The video features Kurt Grinnell, who was vital in creating the tribe’s aquaculture program, describes the tribe’s program and addresses common questions about aquaculture, including cost and environmental impact. Grinnell tragically passed away earlier this year.

“Kurt Grinnell’s impact on the Jamestown S’Klallam Tribe’s vision and mission has been immeasurable,” said Tribal Chairman and CEO of the Jamestown S’Klallam Tribe, W. Ron Allen. “At a time when he saw many of our traditional fishery resources in decline, he looked to aquaculture—finfish and shellfish—as a significant part of our ‘Self-Reliance’ goal to create jobs and a new revenue source for programs and services while working to restore those traditional resources.
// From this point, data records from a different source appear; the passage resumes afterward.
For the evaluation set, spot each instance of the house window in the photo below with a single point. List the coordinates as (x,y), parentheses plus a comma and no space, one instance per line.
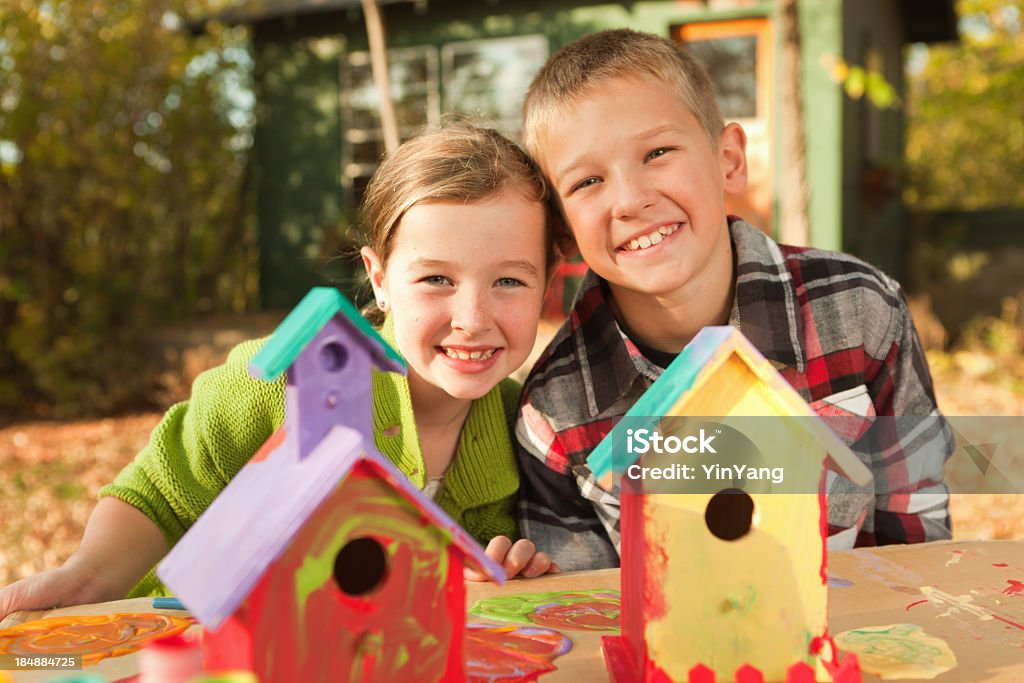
(484,78)
(359,566)
(729,514)
(413,75)
(488,78)
(737,54)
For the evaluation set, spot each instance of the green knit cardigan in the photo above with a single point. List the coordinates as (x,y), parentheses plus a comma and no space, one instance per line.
(201,443)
Kurt was always about respect, integrity, and vision. He knew the Tribal vison was complex, but he was determined that aquaculture be a part of it. Tribal Council is determined to make that happen – for our future generations, and to honor Kurt’s memory and vision.”

The video is available on Washington Policy Center's YouTube channel: AQUACULTURE IN MEMORY: Jamestown S’Klallam Tribe's Practice and Vision - YouTube

The Jamestown S’Klallam Tribe is a small and very stable sovereign nation located in and around Sequim, WA. Since being one of the first Tribes to participate in the Self-Governance demonstration project in the late 1980s, Jamestown has grown its programs and services to promote citizen self-reliance and protect its Treaty Rights. The Tribe’s Self-Reliance goal through it businesses is develop unrestricted revenue to fund these programs and services. Tribal Chairman/CEO W. Ron Allen has served for more than 40 years, and is a well-respected Elder statesman for Indian Country at the international, federal, state, regional and local levels. The Tribe owns and operates Jamestown Family Health, the largest primary care medical facility in Clallam County, serving more than 17,000 local residents, both Native and non-Native, and provided more than 30,000 COVID-19 vaccines to local residents in 2021.  The Tribe operates Jamestown Family Dental Clinic (which offers much-needed pediatric dentistry), Northwest Native Expressions Gallery, Jamestown Excavating, Jamestown Capital, Cedar Greens Cannabis, Carlsborg Self-Storage, Jamestown Seafood, Point Whitney Shellfish Hatchery, plus the entities that comprise 7 Cedars Resort, i.e. 7 Cedars Casino, 7 Cedars Hotel, Cedars at Dungeness Golf Course, and the Longhouse Market and Deli.  Its business future plans include a 250 RV park, Truck Stop C-Store and an Aquaculture Fish Farm.  The Tribe will open the first Medication Assisted Treatment Clinic on the Olympic Peninsula, called the Jamestown Healing Campus, in the first quarter of 2022, to be a part of the solution to the rural substance abuse crisis. The Tribe owns the Dungeness River Nature Center educating the general public on the cultural values of protecting the environment and habitat.

Washington Policy Center is a free market oriented, public policy think tank that offers market-based solutions for Washington state. Todd Myers runs WPC’s Center for the Environment and has worked in environmental policy for more than two decades. He is a member of the Puget Sound Salmon Recovery Council’s executive board, and previously worked at the Washington State Department of Natural Resources. He is also a beekeeper and manages 250,000 honeybees.